This Is No “Bring It On”: The Real World of Cheer

By Sara Pool

“Whoever thought of chucking someone into the air and seeing how many times they can flip, that person is psychotic,” Morgan Simianer, one of the stars of Netflix’s “Cheer” jokes in the docuseries.  

While cheerleaders sacrifice their body and time to constantly practice, and build up a mastery of oftentimes dangerous skills, including flying up in the air and hoping to be caught, they continue to be underfunded and overlooked by the athletics world.  

This was made clear in “Cheer”, which follows the grueling 2019 season of Navarro College’s national championship winning cheerleading team. From the lack of funding for gear to the oftentimes absent sports medicine trainers “Cheer” showcases the glaring inequalities between cheerleading the rest of the collegiate sports world. 

This lack of respect and funding is not unique to Navarro College, however, but is prevalent nationwide. One team who has struggled to be taken seriously as athletes is the cheer team at Loyola Marymount University (LMU).  

LMU is a sideline cheer team which means that they are not recognized as a sports team by the National Collegiate Athletic Association (NCAA). Meaning they are given little to no funding from the school.  

“With every year, our funding has been cut lower and lower to the point where we can barely cover the necessities that we need to be the team that both LMU and Athletics expects us to be,” Lauren Torres, a senior on the team said. 

For example, the team must fundraise and pay out of pocket for their uniforms, while recognized sports programs like men’s basketball are drowning in gear and funding. According to an article on SB Nation published in 2018, LMU spent $3,645,976 on their men’s basketball team alone. 

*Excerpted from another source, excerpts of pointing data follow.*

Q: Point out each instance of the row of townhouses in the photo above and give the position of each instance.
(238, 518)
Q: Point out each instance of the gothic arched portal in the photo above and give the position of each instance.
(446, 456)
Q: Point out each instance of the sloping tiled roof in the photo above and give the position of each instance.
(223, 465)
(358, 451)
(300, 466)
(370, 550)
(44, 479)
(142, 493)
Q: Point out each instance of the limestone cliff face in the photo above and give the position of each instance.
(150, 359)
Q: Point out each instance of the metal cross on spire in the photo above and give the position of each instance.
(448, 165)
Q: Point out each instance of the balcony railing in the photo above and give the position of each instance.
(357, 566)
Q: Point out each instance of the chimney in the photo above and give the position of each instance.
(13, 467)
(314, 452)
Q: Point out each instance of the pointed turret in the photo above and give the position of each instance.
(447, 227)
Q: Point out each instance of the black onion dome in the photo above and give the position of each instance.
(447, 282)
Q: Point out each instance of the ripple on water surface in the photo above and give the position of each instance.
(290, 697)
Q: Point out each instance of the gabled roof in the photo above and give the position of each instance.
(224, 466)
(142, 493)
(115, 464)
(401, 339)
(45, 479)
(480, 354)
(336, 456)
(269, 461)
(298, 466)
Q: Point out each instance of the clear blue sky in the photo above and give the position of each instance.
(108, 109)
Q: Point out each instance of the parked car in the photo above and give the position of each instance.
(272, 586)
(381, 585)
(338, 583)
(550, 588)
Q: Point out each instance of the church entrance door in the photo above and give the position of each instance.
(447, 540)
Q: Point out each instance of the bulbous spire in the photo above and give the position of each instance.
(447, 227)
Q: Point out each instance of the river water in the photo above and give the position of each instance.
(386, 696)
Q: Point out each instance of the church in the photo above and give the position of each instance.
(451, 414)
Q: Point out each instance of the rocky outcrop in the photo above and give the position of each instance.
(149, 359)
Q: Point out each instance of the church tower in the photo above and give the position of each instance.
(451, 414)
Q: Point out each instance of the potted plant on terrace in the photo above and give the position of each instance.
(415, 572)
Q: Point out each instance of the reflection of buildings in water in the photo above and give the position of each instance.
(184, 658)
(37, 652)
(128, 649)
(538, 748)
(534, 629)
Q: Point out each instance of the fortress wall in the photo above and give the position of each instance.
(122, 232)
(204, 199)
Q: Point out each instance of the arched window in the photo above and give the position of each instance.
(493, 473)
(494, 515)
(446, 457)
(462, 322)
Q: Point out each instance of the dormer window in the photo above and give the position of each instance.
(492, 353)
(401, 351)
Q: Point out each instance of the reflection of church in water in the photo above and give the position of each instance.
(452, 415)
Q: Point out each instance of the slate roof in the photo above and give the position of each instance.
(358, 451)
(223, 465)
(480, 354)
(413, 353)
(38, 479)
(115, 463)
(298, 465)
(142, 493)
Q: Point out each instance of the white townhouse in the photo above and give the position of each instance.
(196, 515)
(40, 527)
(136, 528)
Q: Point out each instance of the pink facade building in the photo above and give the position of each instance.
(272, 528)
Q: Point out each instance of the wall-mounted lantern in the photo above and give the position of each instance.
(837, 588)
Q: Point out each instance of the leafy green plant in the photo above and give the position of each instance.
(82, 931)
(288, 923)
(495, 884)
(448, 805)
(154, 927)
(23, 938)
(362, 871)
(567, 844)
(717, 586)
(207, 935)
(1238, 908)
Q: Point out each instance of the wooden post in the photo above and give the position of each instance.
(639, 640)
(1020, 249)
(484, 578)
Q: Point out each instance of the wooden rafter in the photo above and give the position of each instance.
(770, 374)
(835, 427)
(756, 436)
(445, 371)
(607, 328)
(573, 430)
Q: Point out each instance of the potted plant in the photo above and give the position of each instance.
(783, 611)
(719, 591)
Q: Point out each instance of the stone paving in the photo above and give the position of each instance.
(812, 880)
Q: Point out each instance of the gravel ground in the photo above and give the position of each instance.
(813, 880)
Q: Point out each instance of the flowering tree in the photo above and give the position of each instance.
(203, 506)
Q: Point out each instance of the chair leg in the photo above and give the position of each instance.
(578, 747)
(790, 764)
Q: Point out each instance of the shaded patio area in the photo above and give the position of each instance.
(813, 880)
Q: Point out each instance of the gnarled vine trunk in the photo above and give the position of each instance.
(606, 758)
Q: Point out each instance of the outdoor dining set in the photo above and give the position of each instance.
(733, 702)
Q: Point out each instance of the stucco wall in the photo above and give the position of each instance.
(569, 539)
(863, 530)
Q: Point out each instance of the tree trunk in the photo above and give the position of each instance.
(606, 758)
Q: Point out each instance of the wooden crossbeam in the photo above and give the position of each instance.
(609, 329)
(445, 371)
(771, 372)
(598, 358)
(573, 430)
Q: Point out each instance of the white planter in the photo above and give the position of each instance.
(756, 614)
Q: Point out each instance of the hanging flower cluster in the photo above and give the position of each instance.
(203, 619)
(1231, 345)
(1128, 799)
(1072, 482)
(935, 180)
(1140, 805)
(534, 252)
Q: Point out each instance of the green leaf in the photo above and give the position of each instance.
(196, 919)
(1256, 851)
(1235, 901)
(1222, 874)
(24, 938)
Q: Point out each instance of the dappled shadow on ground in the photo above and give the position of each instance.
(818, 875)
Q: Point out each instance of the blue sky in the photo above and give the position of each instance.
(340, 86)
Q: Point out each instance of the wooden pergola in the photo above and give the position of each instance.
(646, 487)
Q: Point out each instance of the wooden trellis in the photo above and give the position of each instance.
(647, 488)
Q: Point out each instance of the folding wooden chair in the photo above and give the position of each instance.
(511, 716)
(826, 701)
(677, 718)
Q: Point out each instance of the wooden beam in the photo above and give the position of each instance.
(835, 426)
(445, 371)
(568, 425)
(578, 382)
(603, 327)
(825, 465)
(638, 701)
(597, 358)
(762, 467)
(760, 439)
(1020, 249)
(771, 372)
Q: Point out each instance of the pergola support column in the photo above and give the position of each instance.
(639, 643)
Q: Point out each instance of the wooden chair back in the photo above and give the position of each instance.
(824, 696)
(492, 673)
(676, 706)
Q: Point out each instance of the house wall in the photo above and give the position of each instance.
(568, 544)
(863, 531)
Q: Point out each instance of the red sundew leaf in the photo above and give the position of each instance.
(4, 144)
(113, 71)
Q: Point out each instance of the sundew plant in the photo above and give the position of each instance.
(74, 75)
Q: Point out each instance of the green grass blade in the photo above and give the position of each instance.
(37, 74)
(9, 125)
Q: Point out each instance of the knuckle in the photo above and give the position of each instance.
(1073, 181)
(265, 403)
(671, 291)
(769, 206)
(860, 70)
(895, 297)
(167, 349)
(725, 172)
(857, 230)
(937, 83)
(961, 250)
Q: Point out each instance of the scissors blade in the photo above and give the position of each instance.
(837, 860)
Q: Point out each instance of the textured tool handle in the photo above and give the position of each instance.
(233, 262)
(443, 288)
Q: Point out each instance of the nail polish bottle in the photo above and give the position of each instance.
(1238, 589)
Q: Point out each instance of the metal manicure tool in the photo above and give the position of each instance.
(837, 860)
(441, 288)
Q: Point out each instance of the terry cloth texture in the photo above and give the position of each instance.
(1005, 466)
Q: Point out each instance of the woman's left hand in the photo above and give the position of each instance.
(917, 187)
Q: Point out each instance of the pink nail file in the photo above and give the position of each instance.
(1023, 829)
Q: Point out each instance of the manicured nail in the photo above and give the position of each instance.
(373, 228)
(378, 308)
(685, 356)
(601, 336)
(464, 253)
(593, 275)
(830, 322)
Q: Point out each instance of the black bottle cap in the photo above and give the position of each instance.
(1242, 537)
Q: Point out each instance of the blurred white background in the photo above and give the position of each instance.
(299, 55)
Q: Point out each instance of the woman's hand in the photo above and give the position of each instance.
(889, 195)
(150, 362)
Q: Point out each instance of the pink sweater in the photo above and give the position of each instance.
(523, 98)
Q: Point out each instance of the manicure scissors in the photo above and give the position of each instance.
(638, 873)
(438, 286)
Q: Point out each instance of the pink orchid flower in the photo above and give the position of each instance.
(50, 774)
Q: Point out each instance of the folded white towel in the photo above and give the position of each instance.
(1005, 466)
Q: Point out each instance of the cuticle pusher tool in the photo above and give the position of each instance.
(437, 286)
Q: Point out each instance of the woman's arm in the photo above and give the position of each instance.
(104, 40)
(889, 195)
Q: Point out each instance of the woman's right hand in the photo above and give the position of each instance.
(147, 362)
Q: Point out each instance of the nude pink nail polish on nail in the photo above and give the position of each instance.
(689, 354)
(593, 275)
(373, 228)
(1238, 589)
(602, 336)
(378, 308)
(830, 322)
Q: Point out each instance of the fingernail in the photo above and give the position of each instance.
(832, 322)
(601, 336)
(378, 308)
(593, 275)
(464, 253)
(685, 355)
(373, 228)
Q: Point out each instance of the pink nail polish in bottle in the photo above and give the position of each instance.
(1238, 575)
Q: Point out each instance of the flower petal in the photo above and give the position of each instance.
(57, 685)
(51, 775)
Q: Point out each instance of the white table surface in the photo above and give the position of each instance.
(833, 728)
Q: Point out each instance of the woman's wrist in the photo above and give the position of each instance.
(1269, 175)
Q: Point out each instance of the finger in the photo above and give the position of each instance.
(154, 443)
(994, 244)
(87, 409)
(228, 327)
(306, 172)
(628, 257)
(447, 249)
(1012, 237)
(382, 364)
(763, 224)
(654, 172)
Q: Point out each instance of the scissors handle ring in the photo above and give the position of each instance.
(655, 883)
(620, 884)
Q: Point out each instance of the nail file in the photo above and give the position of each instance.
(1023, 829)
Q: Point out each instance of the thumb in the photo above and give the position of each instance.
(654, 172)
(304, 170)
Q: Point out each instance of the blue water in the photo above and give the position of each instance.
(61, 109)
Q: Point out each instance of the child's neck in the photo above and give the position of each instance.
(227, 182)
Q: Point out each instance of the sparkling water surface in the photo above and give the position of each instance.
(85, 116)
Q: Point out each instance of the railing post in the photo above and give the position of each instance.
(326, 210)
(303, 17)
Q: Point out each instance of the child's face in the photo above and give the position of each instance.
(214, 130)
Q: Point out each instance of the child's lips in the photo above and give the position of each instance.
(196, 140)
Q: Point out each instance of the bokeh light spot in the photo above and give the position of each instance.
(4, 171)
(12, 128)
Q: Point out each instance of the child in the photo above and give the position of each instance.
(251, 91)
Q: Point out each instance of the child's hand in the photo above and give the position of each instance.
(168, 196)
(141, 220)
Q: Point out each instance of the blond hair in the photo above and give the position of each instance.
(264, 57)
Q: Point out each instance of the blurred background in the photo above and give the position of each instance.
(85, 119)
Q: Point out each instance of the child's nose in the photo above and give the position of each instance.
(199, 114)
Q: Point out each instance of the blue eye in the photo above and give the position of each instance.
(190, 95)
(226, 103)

“Anyone who has been a cheerleader themselves knows that the funding for the sport is just expensive,” LMU’s Head Cheer Coach Nicole Martin said, “The uniforms are costly, the gym time, and everything is just costly. Anyone who is doing collegiate cheer is simply doing it because they love doing it, not because they are trying to get a scholarship.” 

It is an expensive sport but nowhere near the cost of sports like basketball. The uniforms are pricey, coming in around $200 each, but comparatively that would be a little dent in the pool of $20,674,798 that the school spends on athletics each year according to College Factual.  

Despite almost zero funding provided by the school, LMU provides more support than most universities by allowing the team to use athletic spaces like the gym and weight room.  

“Other universities do not have cheerleading under the athletic department. Sometimes it is just a club or listed under student affairs. So, we are very fortunate to be under athletics,” Martin explained. 

However, even at LMU what is provided is still subpar to other athletic programs at the school.  

“LMU has sports medicine trainers available but they rarely take time to work with us. Our weight training sessions, which every team has, are run by other student athletes with no real certifications or professional training, rather than one of the many trainers who instead use our time as a break,” Torres explained.  

This can be cause for alarm as the sport has one of the highest rates of injuries and relies on strength training to prevent them. In fact, according to a study done in 2019 by the medical journal, Pediatrics, cheerleading came in second as the sport with the most concussions sustained right after football.  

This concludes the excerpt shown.